Outpatient Treatment Approaches Indian Medical PG Question 10: Which eating disorder is characterized by normal weight?
- A. Anorexia nervosa
- B. Bulimia nervosa (Correct Answer)
- C. Binge eating disorder
- D. None of the above
Outpatient Treatment Approaches Explanation: **Explanation:**
The hallmark of **Bulimia Nervosa (BN)** is the maintenance of a **normal or near-normal body weight** (BMI ≥ 18.5 kg/m²). Patients engage in a cycle of binge eating followed by inappropriate compensatory behaviors (purging via vomiting, laxatives, or excessive exercise). Unlike other eating disorders, the caloric intake during binges is offset by these compensatory mechanisms, preventing significant weight loss or gain, which often makes the disorder "invisible" to family members.

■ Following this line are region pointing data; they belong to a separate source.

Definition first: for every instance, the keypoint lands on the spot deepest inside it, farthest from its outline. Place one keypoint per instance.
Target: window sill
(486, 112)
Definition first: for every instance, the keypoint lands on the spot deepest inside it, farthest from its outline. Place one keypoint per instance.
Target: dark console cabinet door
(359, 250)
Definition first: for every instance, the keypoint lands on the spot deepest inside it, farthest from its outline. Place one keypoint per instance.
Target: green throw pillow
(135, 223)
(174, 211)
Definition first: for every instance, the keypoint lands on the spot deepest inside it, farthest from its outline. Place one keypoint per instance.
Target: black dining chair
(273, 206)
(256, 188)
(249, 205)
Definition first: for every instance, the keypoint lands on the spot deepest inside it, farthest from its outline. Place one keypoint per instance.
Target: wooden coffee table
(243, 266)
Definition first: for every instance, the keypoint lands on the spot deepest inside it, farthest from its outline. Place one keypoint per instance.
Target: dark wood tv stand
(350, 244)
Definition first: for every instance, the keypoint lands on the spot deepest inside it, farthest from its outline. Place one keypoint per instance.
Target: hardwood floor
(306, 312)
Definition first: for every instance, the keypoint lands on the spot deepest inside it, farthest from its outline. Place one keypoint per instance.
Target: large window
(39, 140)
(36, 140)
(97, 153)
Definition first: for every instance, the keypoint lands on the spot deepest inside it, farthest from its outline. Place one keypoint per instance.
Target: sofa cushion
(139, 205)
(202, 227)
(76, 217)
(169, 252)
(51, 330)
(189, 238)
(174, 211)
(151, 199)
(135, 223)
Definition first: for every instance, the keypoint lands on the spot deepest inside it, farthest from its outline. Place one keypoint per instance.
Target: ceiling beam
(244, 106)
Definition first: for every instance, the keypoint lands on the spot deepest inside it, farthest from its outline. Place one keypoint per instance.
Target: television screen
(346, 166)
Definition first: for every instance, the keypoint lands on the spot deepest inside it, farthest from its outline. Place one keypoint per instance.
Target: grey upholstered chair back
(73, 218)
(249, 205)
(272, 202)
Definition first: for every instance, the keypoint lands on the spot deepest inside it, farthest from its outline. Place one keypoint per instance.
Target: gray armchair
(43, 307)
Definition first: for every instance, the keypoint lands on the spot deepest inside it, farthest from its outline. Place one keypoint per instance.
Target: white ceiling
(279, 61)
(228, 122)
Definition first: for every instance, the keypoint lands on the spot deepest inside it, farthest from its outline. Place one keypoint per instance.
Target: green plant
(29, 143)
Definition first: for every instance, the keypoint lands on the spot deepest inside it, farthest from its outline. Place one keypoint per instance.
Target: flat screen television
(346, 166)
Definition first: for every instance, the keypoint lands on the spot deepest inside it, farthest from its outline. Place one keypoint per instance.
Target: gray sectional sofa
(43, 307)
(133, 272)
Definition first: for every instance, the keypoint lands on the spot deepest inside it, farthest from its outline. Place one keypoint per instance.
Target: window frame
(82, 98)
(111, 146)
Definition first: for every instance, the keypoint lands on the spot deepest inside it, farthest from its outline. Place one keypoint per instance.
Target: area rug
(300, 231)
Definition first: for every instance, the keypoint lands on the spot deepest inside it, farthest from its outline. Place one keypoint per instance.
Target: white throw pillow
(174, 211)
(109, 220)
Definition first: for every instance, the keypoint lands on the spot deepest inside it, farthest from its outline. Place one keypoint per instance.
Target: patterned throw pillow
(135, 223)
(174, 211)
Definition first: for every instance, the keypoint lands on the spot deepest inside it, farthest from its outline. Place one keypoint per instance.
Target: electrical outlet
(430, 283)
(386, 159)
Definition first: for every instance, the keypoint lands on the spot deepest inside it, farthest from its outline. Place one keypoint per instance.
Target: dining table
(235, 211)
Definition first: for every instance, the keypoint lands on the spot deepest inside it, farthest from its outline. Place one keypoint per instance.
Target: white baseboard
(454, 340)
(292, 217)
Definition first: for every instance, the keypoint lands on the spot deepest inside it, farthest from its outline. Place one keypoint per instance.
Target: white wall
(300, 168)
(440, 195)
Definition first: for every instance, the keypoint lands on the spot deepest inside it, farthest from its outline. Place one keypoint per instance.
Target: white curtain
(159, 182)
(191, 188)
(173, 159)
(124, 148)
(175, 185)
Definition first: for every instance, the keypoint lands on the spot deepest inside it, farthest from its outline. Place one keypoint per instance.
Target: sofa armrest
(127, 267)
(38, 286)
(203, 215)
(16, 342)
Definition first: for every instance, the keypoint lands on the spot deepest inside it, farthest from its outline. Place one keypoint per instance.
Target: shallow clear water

**Analysis of Incorrect Options:**
* **Anorexia Nervosa (AN):** The defining clinical feature is **significantly low body weight** (BMI < 18.5 kg/m² in adults) due to restricted energy intake and an intense fear of gaining weight. Even the "Binge-eating/Purging type" of AN is distinguished from Bulimia by the presence of underweight status.
* **Binge Eating Disorder (BED):** While patients binge, they do **not** engage in regular compensatory behaviors. Consequently, BED is most commonly associated with being **overweight or obese**.
**Clinical Pearls for NEET-PG:**
* **Russell’s Sign:** Calluses on the knuckles from self-induced vomiting (common in BN).
* **Metabolic Profile:** Bulimia often presents with **Hypokalemia**, Hypochloremia, and **Metabolic Alkalosis** (due to loss of gastric HCl).
* **Parotid Gland Swelling:** Sialadenosis is a frequent physical finding in purging-type Bulimia.
* **Drug of Choice:** **Fluoxetine** (SSRI) is the only FDA-approved medication for Bulimia Nervosa, typically used at higher doses (60mg).